Zolev-500 (levofloxacin) coated tablets 500 mg. №5


Zolev is indicated for the treatment in adults of such infections caused by microorganisms sensitive to levofloxacin: acute bacterial sinusitis; exacerbation of chronic bronchitis; non-hospital pneumonia; complicated infections of the skin and soft tissues (in the case of the treatment of the above infections the drug is used only when the use of other antibacterial agents, usually intended for the initial treatment of these infections is impossible); complicated infections of the urinary tract (including pyelonephritis); chronic bacterial prostatitis; uncomplicated cystitis; pulmonary anthrax: post-contact prophylaxis and treatment. Levofloxacin in this dosage form (tablets) can be used to complete the course of therapy for patients who have shown improvement during their initial treatment with levofloxacin, a solution for infusion.
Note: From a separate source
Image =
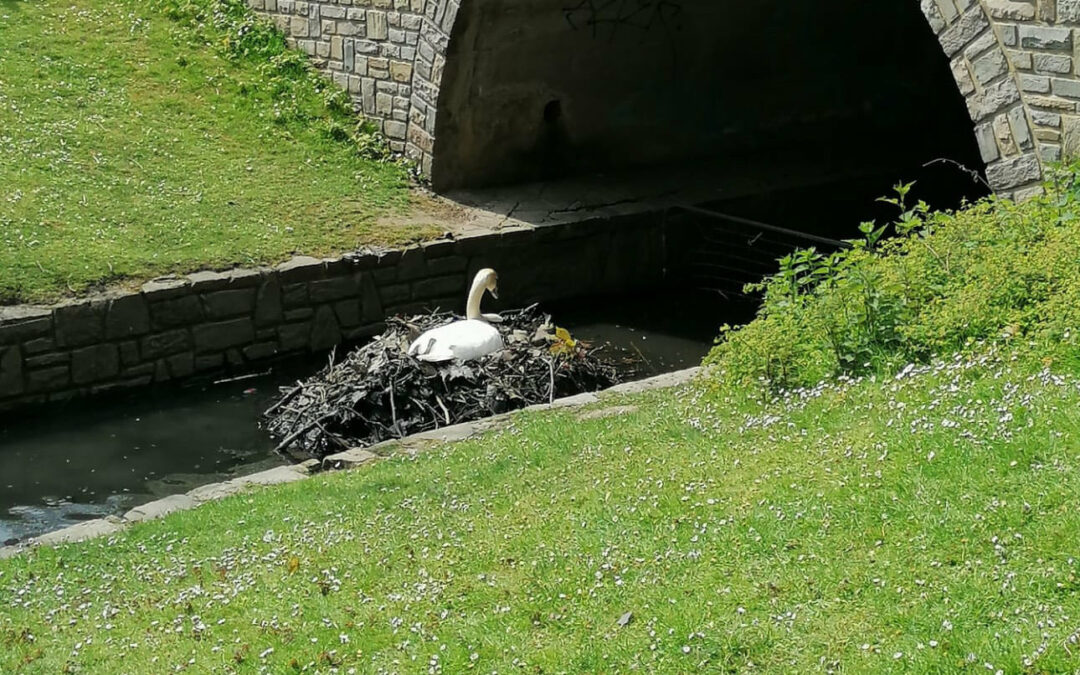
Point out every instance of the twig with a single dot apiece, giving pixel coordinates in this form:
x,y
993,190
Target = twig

active substance: levofloxacin; 1 tablet contains levofloxacin hemihydrate equivalent to levofloxacin 250 mg or 500 mg or 750 mg;

Excipients: microcrystalline cellulose, corn starch, sodium starch (type A), hypromellose, colloidal silicon dioxide, povidone, magnesium stearate, titanium dioxide (E 171), talc, polyethylene glycol 6000, iron oxide red (E172).


Film-coated tablets.



Levofloxacin is a broad-spectrum antibiotic of the quinolone group, containing the active substance – levofloxacin. Levofloxacin, like other fluorinated quinolones, blocks bacterial DNA gyrase, as a result of which the function of bacterial DNA is disrupted. Levofloxacin is active against gram-positive and gram-negative pathogenic microorganisms, including strains resistant to penicillins, cephalosporins and / or aminoglycosides. The development of resistance can significantly affect the sensitivity of local strains to the drug, therefore, when prescribing the drug, it is advisable to take this information into account, especially in the case of treatment of severe infections. Levofloxacin has a wide spectrum of action against microorganisms both in vitro and in vivo: Enterococcus faecalis, Staphylococcus aureus, Staphylococcus epidermidis, Streptococcus pneumoniae, Streptococcus pyogenes, Streptococcus aerlogenes, Enterococcus aerlogenes, Enterococcus agalacterrans, Enterobacteracterrans, Enterobacterobactero, Enterobacterobacterobacter sakazakii, Escherichia coli, Haemophilus influenzae, Haemophilus parainfluenzae, Klebsiella pneumoniae, Klebsiella oxytoca, Legionella pneumopnia, Moraxella catarrhalis, Proteus mirabilis, Pseudomonas aeruginosa, Pseudomonas fluorescens, Chlamydophila pneumoniae, Mycoplasma pneumoniae, Acinetobacter anitratus, Acinetobacter baumannii, Acinetobacter calcoaceticus, Bordetella pertussis, Citrobacter diversus, Citrobacter freundii, Morganella morganii, Proteus vulgaris, Providencia rettgeri et stuartii, Serratia marcescens, Clostridium perfringens.

Like other fluoroquinolones, levofloxacin is inactive against spirochetes


When administered orally, levofloxacin is rapidly and almost completely absorbed. Cmax in blood plasma is noted 1 hour after administration. Absolute bioavailability is almost 100%. Pharmacokinetics of levofloxacin is linear in the range of 50–600 mg. Food intake somewhat affects the absorption of the drug.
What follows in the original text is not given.